Mr. LaCroix's article mirror's my own opinions on the industry's woes. It IS up to engineering to keep the US on the world manufacturing map, but engineers have not always done a proper job of convincing management that better up-front engineering is the key to avoiding manufacturing and in-service problems downstream. The input we get from a manufacturing review is often not critical enough, and this (IMO) has to do with the effect of the IT industry on manufacturing trades:
In the old days, high-school grads who were good in math/science but did not attend college often went into manufacturing trades. But over the last 20 years there has been a new avenue for these students: computers and network training. In addition a higher percentage of our young people are getting a college education/ But neither of these groups is going to be working in our factories. Therefore the knowledge level of the average factory worker is probably going down in highly developed nations. So you cannot count on insightful input anymore from the manufacturing departments to improve your design.

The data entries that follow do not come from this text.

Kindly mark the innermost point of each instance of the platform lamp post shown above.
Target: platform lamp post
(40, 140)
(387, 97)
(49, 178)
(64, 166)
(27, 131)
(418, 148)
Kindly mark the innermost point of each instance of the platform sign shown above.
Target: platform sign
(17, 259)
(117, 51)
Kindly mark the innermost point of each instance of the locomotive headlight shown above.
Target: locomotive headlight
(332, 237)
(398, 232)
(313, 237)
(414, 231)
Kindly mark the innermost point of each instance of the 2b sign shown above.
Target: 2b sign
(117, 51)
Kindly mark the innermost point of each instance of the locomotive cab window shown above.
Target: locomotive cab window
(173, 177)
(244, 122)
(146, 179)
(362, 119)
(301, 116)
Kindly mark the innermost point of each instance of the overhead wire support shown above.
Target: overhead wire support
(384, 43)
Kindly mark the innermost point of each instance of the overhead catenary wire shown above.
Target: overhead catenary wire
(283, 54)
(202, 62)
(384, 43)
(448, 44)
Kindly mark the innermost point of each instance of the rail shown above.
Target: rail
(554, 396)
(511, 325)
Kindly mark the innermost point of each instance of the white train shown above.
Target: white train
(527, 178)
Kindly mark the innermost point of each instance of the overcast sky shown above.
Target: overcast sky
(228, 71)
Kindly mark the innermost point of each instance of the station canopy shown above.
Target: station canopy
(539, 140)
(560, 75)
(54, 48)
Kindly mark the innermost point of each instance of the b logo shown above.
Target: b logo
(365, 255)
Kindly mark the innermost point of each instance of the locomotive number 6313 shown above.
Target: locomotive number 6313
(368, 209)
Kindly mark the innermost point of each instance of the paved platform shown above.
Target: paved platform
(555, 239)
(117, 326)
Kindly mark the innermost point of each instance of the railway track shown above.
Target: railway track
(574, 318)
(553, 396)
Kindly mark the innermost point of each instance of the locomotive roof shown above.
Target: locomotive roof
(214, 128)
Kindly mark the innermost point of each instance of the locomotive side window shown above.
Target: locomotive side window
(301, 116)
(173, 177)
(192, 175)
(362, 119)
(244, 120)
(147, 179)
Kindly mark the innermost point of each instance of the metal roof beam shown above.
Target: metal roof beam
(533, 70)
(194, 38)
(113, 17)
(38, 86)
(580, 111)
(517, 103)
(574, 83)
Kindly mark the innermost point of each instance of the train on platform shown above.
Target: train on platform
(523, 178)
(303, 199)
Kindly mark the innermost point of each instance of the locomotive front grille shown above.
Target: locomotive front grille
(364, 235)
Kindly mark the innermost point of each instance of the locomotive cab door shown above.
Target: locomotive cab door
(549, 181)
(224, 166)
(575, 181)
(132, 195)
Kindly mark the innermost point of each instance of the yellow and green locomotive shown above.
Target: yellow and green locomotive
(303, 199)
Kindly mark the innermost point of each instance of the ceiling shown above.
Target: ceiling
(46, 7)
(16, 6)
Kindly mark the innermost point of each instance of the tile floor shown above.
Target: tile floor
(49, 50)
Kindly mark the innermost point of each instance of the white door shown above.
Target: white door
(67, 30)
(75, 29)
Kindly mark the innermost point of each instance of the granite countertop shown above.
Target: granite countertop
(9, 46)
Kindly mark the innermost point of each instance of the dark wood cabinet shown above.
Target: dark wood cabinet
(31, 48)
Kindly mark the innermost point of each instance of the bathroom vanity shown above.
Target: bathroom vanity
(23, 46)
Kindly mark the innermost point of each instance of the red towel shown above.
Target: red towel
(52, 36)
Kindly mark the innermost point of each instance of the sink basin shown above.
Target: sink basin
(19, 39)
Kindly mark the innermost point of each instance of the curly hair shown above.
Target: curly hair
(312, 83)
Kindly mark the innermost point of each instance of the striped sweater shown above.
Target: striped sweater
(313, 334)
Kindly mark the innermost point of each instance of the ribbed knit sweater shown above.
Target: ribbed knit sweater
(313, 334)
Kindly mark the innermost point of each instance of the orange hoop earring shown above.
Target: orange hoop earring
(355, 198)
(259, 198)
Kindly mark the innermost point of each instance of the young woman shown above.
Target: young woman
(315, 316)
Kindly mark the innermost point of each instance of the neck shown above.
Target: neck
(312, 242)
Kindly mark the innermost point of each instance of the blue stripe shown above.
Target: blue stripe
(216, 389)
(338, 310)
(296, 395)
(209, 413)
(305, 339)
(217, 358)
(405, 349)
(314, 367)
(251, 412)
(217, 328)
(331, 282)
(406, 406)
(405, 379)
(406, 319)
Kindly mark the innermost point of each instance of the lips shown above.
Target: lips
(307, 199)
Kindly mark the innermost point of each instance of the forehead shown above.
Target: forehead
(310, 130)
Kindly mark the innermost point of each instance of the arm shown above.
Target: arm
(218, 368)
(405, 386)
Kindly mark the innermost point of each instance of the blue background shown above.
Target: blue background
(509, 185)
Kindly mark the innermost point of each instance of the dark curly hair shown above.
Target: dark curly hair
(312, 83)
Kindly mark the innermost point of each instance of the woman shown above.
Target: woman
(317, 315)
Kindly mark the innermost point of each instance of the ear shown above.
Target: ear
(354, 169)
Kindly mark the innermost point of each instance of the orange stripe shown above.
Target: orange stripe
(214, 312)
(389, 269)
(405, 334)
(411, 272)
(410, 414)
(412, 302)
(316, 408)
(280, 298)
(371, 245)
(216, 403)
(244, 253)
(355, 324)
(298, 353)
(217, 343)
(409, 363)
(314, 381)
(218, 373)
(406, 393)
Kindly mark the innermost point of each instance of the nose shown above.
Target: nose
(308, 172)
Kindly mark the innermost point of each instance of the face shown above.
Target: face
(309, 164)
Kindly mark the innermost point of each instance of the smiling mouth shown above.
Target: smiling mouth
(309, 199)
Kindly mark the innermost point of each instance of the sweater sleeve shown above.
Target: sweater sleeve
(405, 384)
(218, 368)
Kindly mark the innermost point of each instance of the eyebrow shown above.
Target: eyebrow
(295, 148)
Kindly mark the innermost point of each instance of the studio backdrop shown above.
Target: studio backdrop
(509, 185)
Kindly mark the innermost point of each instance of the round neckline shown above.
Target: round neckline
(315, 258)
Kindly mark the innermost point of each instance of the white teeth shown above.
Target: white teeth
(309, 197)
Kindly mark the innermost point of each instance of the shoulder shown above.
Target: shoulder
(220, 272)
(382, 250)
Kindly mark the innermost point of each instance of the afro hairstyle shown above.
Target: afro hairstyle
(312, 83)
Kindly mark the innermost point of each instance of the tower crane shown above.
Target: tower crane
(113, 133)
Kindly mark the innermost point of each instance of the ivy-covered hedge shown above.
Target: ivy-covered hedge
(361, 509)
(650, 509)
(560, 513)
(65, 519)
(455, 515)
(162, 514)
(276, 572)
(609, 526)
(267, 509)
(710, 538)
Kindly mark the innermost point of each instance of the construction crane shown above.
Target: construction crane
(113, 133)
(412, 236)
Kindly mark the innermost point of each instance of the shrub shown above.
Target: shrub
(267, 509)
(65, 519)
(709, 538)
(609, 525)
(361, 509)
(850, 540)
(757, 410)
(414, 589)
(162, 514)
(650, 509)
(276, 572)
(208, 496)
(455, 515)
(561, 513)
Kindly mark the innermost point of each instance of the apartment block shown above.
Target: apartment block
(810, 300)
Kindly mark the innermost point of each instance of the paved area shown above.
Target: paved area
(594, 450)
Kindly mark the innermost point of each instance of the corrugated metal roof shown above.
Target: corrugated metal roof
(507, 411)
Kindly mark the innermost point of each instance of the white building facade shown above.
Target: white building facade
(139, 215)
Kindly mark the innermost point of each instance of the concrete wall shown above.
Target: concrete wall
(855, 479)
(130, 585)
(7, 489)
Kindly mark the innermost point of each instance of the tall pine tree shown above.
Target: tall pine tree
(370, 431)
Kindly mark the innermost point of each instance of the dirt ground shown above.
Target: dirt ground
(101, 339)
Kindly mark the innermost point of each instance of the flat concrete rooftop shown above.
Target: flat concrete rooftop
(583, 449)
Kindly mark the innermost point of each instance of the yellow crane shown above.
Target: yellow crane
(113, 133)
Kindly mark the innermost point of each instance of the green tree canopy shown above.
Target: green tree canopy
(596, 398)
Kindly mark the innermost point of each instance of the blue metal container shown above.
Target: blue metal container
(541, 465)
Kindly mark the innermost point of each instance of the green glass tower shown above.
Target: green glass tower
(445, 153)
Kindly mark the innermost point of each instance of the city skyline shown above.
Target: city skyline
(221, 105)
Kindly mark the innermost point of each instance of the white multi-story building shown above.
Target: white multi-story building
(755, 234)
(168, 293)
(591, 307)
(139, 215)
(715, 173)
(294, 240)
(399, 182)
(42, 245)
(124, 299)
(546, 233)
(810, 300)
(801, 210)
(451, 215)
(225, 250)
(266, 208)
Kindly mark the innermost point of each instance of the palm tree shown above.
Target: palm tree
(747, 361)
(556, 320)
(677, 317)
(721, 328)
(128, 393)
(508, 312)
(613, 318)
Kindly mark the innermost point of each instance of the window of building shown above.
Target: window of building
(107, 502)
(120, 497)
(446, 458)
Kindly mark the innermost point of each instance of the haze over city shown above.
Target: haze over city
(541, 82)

Because 3rd world countries cannot send many people to college, they are likely to have a much higher competency level in their factory staff than in North America. When we outsource a design overseas, we are probably getting a level of production planning expertise that does not exist in our factories. I don't think we can blame everything on environmental regulations, etc.
I hope someday that factory work in N.A. again becomes a highly respected trade and attracts more bright young people, but until then it's up to the designers and engineers to understand the entire product lifecycle and ensure that manufacturing, assembly, QA, packaging, and maintenance issues are all addressed up-front regardless of where the parts are to be produced. And that my friends is a tall order for our lead engineers to bear - especially if upper management does not recognize it. So are we up to the task?